Coquelicots mulhousiens.

L’an deux mil vingt reste orphelin – sous la charge ennemie de cette pandémie, pour endiguer le mal par un réveil global – du Nouvel An chinois comme du carnaval. Mais leurs parures colorées ou blanches se multiplient et prennent leur revanche : même les fleurs des champs tiennent dans la bourrasque – protégeant, sous leur masque frêle, croissance et chant !

Le coquelicot exposé dans un cabinet d’anesthésie mulhousien : étapes
de sa floraison, du bouton à l’épanouissement en passant par le calice.

LARVE, est-ce un cache ou bien un spectre ? Le lexique européen des savants se délecte aux insectes : il détecte sous les futurs volants l’accord des cordes et du plectre…

Au Marché du Canal Couvert, l’espace est librement rouvert,
mais patiemment la joie sauvage découvre des allées plus sages.

Si l’aveugle au marché – qu’enfin reformée foule, plus calme, la foule – a son chien pour marcher, tout près les bleues rangées des blés ne somnolent pas non plus sur les grillons qui grisollent : du manque de sommeil largement nous console la banque du soleil…

Au cimetière de Morschwiller, au-dessus des longs sillons.

Quelles sont ces feuilles de pierre en palmes sur le crucifié ? Hors du sombre lierre, l’éclair s’est délié : sur la mort est clouée la vie. Dès lors, claque de l’harmonie la voile, qui vient nous marquer pour nous embarquer, tandis que les livres patiemment se livrent sur des planches en bois pour les soifs aux abois.

Le maillage du voilage filtre le matin en mât de satin, en étoile d’éternité.

De la glèbe à nouveau creusée, du sol soumis au virus souterrain, mais sauvé par le Verbe souverain, la plainte en joie s’est modulée.

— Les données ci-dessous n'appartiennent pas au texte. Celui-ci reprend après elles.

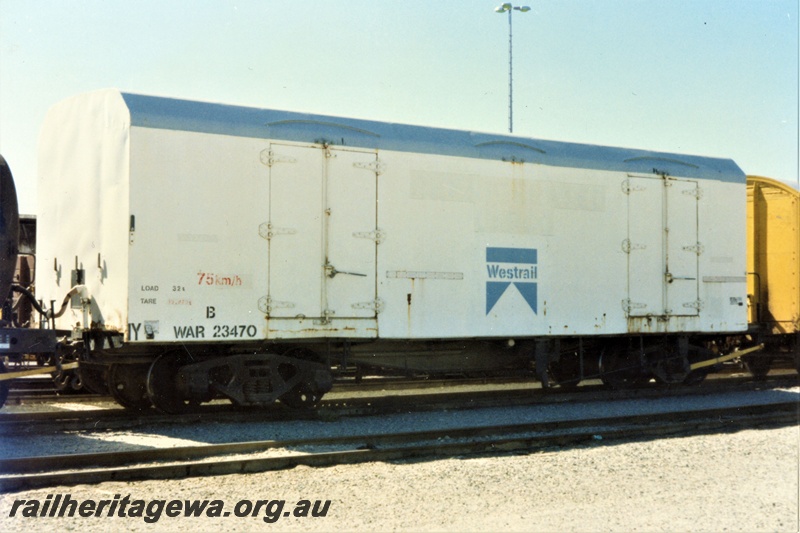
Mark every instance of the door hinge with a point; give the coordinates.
(376, 305)
(696, 248)
(377, 235)
(627, 188)
(266, 304)
(267, 231)
(630, 305)
(697, 305)
(376, 166)
(268, 158)
(628, 246)
(697, 192)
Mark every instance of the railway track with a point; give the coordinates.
(181, 462)
(345, 404)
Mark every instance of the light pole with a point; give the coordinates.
(508, 8)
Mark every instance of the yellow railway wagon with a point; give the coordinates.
(773, 270)
(773, 255)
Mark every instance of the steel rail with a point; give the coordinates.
(348, 406)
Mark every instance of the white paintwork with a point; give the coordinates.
(236, 237)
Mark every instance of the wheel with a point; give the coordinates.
(619, 368)
(758, 366)
(127, 385)
(3, 386)
(161, 387)
(94, 378)
(302, 396)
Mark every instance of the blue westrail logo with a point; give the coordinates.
(511, 266)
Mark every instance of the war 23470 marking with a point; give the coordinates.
(234, 331)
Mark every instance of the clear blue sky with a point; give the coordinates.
(707, 77)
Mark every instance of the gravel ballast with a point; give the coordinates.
(744, 481)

Mulhouse, le pont du Marché.

Et, dès que les eaux eurent fait le gros dos, se déclarèrent en retard les impôts… Qui croirait qu’un peuple qui se “déconfine” de mille mines s’illumine ? Décantation, incantation : la fauvette, bien qu’inquiète, n’en perdra pas une miette.

Un oiseau dans le rideau se reflète, vibre et becquette.

Mais, la bouche bouchée, les enfants jouent à la douce façon des faons sur la distribution des grâces fraternelles : leurs cris étouffés se joignent aux hirondelles.

Jouets et chocolats distribués par la Conférence Saint-Vincent de Paul.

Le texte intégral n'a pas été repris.